На лице Элис появилось то самое выражение, которое он уже давно определил как "настырно-воинственное и обиженное": она раздула ноздри, поджала губы и втянула щеки. Сорвала чехол и острым глазом впилась в клетку.

- Ну, как вам это понравится? - воскликнула Элис. - Да еще хромая!

- Но ведь это не чудовище какое-нибудь, - сказал Хаббард. - Просто птица. Совсем маленькая пичуга. Ей не нужно много места, и я позабочусь, чтобы она никому не мешала.

Элис смерила его долгим ледяным взглядом.

- Да уж постарайся! - процедила она. - Прямо не представляю, как к этому отнесется Джек. - Она круто повернулась и пошла прочь. - Ужин в шесть, - бросила она через плечо.

Он медленно поднимался по лестнице. Его охватила усталость, ощущение безысходности. Да, правильно говорят: чем дольше пробудешь в космосе, тем меньше надежды вновь найти общий язык с людьми.

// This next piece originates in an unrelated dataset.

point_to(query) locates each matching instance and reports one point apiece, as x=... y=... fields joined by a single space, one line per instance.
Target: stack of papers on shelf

Космос большой, и в космосе к тебе приходят большие мысли; там читаешь книги, написанные больщими людьми. Там меняешься, становишься другим… и в конце концов даже родные начинают видеть в тебе чужака.

А ведь, право же, стараешься быть точно таким, как все, кто окружает тебя на земле. Стараешься и говорить то же, что они, и поступать так же. Даешь себе слово никогда никого не называть крабом. Но рано или поздно с языка неизбежно срывается что-нибудь непривычное для их ушей либо поступаешь не так, как у них принято, и в тебя впиваются враждебные взгляды, и всюду враждебные лица, и в конце концов неизбежно становишься отверженным. Разве можно цитировать Шекспира в обществе, чей бог - какой-то розовощекий филантроп за рулем кадиллака с крылышками? Разве можно признаться, что любишь Вагнера, когда твоя цивилизация упивается ковбойскими опереттами?

Разве можно купить хромую птицу в мире, который забыл (а быть может, никогда и не знал), что значат слова "почитай все живое".

Двадцать пять лет, думал Хаббард. Я отдал лучшие свои годы. А что получил взамен? Четыре стены, отгораживающие меня от всего мира, и жалкую пенсию, которой не хватает даже на то, чтобы сохранять чувство собственного достоинства.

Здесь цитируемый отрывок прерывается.